Enquanto isso, o índice da bolsa brasileira, o Ibovespa, registrou um avanço de 0,87%, alcançando 171.990 pontos. No cenário internacional, o barril de petróleo Brent, que é a referência global, teve um aumento de 2,06%, terminando a sessão a US$ 75,26. Já o WTI (West Texas Intermediate), utilizado nos Estados Unidos, subiu 2,25%, cotado a US$ 71,92.

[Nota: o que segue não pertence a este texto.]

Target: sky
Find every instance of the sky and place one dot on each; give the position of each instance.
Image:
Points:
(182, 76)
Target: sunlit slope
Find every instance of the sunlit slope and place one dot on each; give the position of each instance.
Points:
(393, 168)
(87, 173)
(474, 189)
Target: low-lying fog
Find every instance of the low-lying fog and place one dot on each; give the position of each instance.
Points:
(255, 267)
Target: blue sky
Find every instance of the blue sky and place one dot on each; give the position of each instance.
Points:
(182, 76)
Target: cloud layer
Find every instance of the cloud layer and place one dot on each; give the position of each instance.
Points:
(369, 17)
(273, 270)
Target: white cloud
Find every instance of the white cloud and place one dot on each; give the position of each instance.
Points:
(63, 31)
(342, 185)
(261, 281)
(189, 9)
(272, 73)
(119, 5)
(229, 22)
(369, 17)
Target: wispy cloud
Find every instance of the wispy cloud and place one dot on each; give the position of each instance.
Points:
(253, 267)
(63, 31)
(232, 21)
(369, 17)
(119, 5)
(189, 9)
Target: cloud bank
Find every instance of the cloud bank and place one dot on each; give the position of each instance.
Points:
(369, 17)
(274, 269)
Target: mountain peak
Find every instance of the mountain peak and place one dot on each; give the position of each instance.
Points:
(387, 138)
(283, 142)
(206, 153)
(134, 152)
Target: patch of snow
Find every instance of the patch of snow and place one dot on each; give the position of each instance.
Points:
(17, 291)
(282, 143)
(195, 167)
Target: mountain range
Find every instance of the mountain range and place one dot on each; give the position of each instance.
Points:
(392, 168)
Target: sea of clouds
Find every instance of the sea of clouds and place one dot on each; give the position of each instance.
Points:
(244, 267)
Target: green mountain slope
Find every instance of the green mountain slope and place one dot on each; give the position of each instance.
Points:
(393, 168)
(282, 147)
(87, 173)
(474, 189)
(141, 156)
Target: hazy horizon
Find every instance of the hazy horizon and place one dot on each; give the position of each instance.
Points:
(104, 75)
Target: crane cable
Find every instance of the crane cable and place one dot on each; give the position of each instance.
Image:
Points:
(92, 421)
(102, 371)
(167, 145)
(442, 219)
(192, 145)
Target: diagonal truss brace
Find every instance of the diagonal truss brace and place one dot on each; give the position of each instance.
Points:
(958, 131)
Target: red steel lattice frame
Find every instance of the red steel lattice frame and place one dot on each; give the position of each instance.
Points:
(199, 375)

Apesar da alta nos preços do petróleo, o mercado continua a avaliar que o risco geopolítico é menor em comparação a períodos anteriores. Entretanto, a atenção se voltou novamente para o Oriente Médio ao longo da sessão, especialmente após um navio de carga ser atingido por um projétil de origem desconhecida próximo à costa de Omã. Esse incidente interrompeu parte do otimismo do mercado, fazendo com que os preços do petróleo subissem novamente.
No acumulado da semana, o dólar apresenta uma alta de 0,71%. Em termos mensais, a valorização chega a 3,16%. Contudo, ao olhar para 2026, a moeda norte-americana ainda acumula uma queda de 5,23%. O índice Ibovespa, por sua vez, mostra um crescimento de 1,29% na semana, queda de 1,89% no mês e um avanço considerável de 5,82% no ano.